Because these scenarios often lead to false reservations about the model itself, it’s crucial to get finance on board early on in the process and articulate how it’s essential to the company’s success among senior leaders.
So, the next time your team reviews your marketing mix model, consider the following questions:
- Have you prioritized the insight objectives for your MMM? Is your marketing mix model actionable — meaning, do the outputs inform adjustments to marketing activities? This often involves adjusting spending levels, but could also include shifts to ad frequency or channel mix.
- Are you sufficiently assessing your marketing mix model to ensure that the predictions are delivering true incremental business performance and can be trusted by executives across the organization?
- Are you taking full advantage of the scenario planning, optimization and simulation opportunities that your MMM provides to improve future marketing efforts?
Across interviews with marketing leaders, we heard many talk about upcoming improvements to their MMM program, such as testing new data sources to better understand an external factor.
Everyone we spoke to could answer, “What is next for your marketing mix efforts?” So at least once a year — ideally more frequently — assemble key stakeholders involved in gathering the input data, building the models and using the results to adjust media plans. Then, discuss and commit to at least one improvement that focuses on prioritization, validation or optimization of existing efforts.
It’s crucial to recognize that improving MMM is a journey — don’t stop at your first destination.
Opinions expressed in this article are those of the guest author and not necessarily MarTech. Staff authors are listed here.
Marketing mix modeling (M3) is a powerful data-driven tool that marketers use to gain valuable insights into their marketing and advertising efforts. M3 uses statistical techniques to analyze and quantify the return on investment associated with marketing decisions and activities. It enables marketers to understand the impact of marketing initiatives on customer behavior and helps them make better decisions going forward.

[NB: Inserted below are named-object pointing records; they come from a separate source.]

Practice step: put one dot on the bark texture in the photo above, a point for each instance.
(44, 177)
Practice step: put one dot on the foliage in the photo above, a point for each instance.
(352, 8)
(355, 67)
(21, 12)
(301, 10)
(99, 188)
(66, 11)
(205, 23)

M3 provides marketers with a comprehensive view of their marketing efforts. Firstly, it helps marketers understand the impacts of different channels and tactics—such as television, radio, digital, and out-of-home—on the overall performance of their campaigns. It also reveals the return on investment for each tactic and channel, giving marketers the ability to optimize their budget allocation. Additionally, M3 allows marketers to assess competitive performance and to forecast future scenarios so they can better prepare for the future.
Additionally, M3 helps identify customer segments that are likely to be highly responsive to a given campaign. Marketers can use this data to tailor their campaigns to target these segments more effectively and achieve a higher return on their investment. Furthermore, M3 can be used to optimize promotions and discounts in order to increase sales performance.
M3 is a powerful tool that can be used by marketers to gain valuable insights into their marketing and advertising efforts. It can help marketers make more informed decisions and optimize their budget allocations. Additionally, M3 can help marketers target the right customer segments and optimize their promotions. By leveraging M3, marketers can drastically improve their ROI and gain a competitive edge.